PF revela diálogos sobre fraudes contábeis em fundos ligados ao Master

Novas evidências obtidas pela Polícia Federal (PF) detalham o funcionamento de um suposto esquema de fraude em balanços de fundos de investimento ligados ao Banco Master. De acordo com informações divulgadas pelo portal UOL, mensagens interceptadas revelam que operadores da instituição realizavam manobras contábeis e reestruturações societárias estratégicas para conferir aparência de legitimidade a movimentações financeiras atípicas. O teor das conversas sugere que o grupo agia para dificultar o rastreamento de valores e omitir os reais beneficiários das transações.

O material colhido pelos investigadores serviu de base para a deflagração da segunda fase da Operação Compliance Zero. A ação resultou em diligências de busca contra o banqueiro Daniel Vorcaro e na detenção de seu cunhado, Fabiano Zettel. Os diálogos expõem a coordenação entre Ascendino Madureira, apontado como operador de Vorcaro, e Artur Martins de Figueiredo, que ocupava a diretoria da gestora Trustee. Segundo a PF, Madureira exercia uma função técnica determinante, transmitindo orientações diretas do proprietário do banco para as entidades responsáveis pela administração dos fundos.

Em um episódio classificado como revelador pelas autoridades, Madureira reagiu aos detalhes de uma estrutura de fundos enviando uma figurinha do ator Leonardo DiCaprio no filme O Lobo de Wall Street. Para os investigadores, a utilização do meme sinaliza um deboche sarcástico sobre a natureza ilícita da engenharia financeira empregada,  já que a obra trata de um personagem que ficou rico manipulando o mercado financeiro. O objetivo central seria criar camadas de complexidade que impedissem a fiscalização e a identificação da origem dos recursos.

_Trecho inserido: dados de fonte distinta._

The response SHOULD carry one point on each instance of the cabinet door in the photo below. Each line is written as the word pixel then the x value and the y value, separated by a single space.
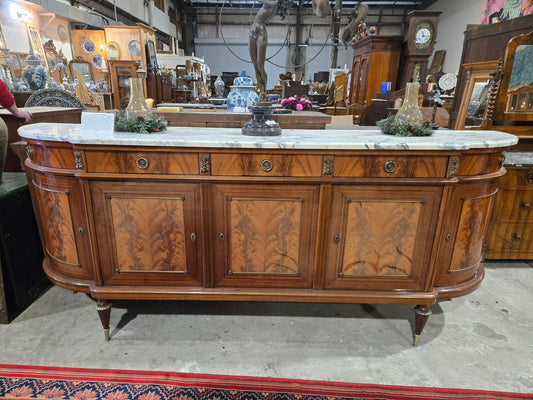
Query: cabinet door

A investigação também aponta indícios de manipulação direta em registros contábeis para elevar artificialmente o patrimônio do Banco Master. Em áudios analisados, Ascendino Madureira teria solicitado intervenções junto a auditores para evitar que dados dos exercícios de 2023 e 2024 apresentassem variações negativas, alegando que os resultados da instituição não poderiam ser prejudicados. O inquérito sugere que ativos, como propriedades imobiliárias e direitos creditórios, eram registrados com valores consideravelmente superiores aos de mercado.

Essa superavaliação permitia que o banco demonstrasse uma solidez inexistente, possibilitando a emissão de mais Certificados de Depósito Bancário (CDBs) para atrair investidores.

Em resposta às acusações, as defesas dos citados negam qualquer conduta irregular. O representante jurídico de Ascendino Madureira declarou que as mensagens interceptadas referem-se estritamente a debates técnicos sobre revisões de avaliação patrimonial amparadas por laudos de especialistas, definindo a prática como rotineira no setor financeiro. Já as assessorias de Daniel Vorcaro e Artur Martins de Figueiredo optaram por não comentar o conteúdo das conversas obtidas pela Polícia Federal.